Soviet Space Dogs, a book by Olesya Turkina.

Originally founded by David Wilson and his wife Diana in 1988, the MJT promotes knowledge and public appreciation of the Lower Jurassic. Jurassic Technology and the Lower Jurassic are the primary questions viewers have when they enter and leave the museum. There may never be a clear answer for a visitor to this museum, but that's precisely what makes the MJT unique.
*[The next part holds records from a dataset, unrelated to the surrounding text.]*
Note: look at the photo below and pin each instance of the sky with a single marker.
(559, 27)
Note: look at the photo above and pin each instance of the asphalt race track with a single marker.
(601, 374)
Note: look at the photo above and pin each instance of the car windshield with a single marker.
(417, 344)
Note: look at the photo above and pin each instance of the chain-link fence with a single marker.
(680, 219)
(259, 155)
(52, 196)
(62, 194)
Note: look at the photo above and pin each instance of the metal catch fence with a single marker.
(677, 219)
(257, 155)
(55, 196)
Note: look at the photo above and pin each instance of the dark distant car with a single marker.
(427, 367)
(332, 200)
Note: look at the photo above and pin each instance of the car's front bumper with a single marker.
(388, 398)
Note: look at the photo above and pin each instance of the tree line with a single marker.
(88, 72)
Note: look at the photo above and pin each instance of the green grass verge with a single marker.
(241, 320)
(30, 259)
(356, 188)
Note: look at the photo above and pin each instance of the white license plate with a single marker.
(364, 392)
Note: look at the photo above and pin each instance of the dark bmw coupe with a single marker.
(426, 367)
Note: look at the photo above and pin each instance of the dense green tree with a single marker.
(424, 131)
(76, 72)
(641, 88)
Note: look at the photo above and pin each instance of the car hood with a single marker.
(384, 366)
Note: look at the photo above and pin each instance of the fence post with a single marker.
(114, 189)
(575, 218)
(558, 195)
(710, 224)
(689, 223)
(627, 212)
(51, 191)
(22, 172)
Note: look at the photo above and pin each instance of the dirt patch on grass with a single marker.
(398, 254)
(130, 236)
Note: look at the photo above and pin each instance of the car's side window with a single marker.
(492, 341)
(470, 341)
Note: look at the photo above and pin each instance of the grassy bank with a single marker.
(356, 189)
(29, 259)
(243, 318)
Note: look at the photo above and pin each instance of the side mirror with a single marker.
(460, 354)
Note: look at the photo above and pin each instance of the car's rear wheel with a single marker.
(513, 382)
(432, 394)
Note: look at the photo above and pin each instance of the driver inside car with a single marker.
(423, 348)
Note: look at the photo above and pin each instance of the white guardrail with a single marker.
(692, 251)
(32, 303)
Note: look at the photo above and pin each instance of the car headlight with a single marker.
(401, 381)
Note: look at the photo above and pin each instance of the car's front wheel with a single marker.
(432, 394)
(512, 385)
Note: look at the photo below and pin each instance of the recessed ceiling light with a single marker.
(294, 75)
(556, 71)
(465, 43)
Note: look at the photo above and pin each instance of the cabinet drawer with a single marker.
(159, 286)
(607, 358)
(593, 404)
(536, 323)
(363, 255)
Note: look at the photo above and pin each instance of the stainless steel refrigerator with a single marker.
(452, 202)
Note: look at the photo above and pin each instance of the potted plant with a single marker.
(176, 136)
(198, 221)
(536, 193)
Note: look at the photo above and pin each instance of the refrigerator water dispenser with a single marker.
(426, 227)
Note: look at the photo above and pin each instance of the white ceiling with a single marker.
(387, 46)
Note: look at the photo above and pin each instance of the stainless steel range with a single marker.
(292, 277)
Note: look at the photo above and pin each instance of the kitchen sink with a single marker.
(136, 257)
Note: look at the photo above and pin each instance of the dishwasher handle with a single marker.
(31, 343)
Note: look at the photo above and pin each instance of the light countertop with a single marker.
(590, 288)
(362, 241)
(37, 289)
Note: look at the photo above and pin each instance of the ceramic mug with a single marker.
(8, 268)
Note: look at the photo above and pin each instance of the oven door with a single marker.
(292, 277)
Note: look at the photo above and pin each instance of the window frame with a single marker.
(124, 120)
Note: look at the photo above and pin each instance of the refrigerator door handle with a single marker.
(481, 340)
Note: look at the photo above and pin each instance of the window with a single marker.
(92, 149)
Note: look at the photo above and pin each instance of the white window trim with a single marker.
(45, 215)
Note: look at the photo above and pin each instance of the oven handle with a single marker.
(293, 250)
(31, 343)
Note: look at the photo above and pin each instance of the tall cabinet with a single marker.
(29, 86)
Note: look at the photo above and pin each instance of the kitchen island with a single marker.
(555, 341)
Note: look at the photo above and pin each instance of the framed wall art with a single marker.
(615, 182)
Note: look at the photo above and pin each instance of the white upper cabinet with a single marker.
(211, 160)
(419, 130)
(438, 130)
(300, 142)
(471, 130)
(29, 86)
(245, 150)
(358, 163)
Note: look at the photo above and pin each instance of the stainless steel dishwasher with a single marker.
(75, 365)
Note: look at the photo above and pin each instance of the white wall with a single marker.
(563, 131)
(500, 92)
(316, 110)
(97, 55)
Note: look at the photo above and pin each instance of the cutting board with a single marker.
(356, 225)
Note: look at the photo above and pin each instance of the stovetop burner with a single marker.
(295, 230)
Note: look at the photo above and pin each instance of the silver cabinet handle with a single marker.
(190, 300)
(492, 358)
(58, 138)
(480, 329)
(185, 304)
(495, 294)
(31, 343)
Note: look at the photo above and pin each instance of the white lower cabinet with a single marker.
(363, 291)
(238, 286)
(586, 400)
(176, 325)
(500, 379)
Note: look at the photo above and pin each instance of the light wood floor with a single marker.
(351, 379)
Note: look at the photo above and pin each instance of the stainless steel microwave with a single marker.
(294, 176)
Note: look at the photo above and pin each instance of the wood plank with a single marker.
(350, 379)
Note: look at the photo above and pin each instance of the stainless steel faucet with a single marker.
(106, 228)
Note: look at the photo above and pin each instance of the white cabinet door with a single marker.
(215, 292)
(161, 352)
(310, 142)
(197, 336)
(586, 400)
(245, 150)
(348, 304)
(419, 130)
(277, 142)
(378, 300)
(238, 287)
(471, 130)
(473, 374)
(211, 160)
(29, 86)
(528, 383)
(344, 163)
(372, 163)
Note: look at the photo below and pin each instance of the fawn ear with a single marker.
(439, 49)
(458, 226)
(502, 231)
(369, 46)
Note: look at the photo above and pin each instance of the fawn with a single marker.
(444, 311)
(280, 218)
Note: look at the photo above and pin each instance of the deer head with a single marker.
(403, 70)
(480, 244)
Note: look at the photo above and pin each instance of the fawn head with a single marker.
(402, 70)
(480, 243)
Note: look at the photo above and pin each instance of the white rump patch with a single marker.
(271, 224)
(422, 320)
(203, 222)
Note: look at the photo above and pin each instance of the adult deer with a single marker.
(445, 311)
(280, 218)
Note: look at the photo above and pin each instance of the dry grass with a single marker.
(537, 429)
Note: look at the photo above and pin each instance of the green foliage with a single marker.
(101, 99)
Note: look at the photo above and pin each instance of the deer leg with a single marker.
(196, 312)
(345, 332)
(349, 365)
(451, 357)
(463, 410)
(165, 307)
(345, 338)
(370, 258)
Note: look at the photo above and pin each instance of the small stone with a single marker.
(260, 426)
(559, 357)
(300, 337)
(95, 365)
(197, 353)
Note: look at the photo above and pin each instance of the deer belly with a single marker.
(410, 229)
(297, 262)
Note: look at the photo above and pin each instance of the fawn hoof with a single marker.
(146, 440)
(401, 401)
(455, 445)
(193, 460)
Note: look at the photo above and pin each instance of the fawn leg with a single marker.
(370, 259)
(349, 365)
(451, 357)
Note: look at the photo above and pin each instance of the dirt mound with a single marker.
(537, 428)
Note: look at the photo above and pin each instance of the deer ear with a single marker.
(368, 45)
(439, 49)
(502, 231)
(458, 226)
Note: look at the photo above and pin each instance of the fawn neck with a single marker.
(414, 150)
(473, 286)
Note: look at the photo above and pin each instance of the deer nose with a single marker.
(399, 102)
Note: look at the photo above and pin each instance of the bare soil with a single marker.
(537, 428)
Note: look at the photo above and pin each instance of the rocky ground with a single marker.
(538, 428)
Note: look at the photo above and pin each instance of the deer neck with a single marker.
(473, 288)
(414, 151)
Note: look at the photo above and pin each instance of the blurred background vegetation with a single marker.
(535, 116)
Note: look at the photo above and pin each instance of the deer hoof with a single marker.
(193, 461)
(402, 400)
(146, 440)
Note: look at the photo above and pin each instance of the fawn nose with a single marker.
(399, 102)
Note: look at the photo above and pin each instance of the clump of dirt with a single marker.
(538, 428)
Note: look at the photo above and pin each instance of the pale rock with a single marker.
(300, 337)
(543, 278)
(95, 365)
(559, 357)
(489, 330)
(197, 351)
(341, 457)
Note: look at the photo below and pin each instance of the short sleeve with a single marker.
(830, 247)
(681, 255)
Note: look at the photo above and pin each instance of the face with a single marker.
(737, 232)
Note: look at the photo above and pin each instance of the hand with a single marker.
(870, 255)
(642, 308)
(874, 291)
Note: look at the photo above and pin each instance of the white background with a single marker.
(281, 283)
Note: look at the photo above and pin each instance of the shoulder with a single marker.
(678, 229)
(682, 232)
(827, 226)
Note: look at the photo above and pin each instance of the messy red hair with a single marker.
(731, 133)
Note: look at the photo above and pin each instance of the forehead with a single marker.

It makes no claims to the veracity of its teachings or answers to the questions of its visitors.

 

Cats Cradle at the MJT

At the California Institute of Arts, Wilson studied filmmaking and experimental animation, earning a MFA in 1976. With Wilson at the helm of the MJT, the museum is infused with her cinematic and animated influences. There are dim galleries illumined only by a few sources of light. MJT uses storytelling techniques to contextualize its exhibits in a distinct cinematic manner. Through sound recordings, animations, videos, and even holograms, historical information about objects and exhibitions is communicated to the public. This museum offers an unconventional museum experience to visitors due to its unusual presentation, its unique transmission of information, and its peculiar objects.

 

Image courtesy of MJT

Most visitors leave museums with doubts about the objects' accuracy or truthfulness. A MJT exhibition is based on a real event, item, or work of history; however, it alters the meaning and perception of an item or narrative to make it more contemporary. The MJT receives complaints from some of its daily visitors. Museums are commonly perceived to be places that present facts and history systematically. It seeks to develop viewers' understanding of archival objects and historical knowledge in lieu of providing them with concrete information, as most natural history museums do.

 

Plasma Magazine MJT Installation Shot

The powerful essay The Universal Survey Culver City Museum by artists Carol Duncan and Alan Wallach argues that museums are primarily ideological institutions. A monument is used to reinforce society's most revered beliefs and values in those who use it or pass through it (449). In its apparatuses, the MJT challenges viewers to contemplate the type of information and belief systems that museums are typically reliant upon. International Council of Museums proposes that museums serve society by acquiring, conserving, researching, and communicating tangible and intangible aspects of heritage and humanity for education. In light of this definition, it is crucial to keep in mind that museums preserve information in a subjective manner; most institutions are connected to colonial beginnings and colonial systems of preservation, presentation, and instruction.

 

Canadian Museum of History image

The MJT challenges viewers to examine what they know and understand about institutions and histories through careful selection of objects, spaces, and narratives. Today, many organizations and individuals are calling for the decolonization and re-contextualization of museums. A key concept of the MJT is to challenge audiences to think critically before accepting information as true, true, or true, regardless of whether it comes from a museum or a website.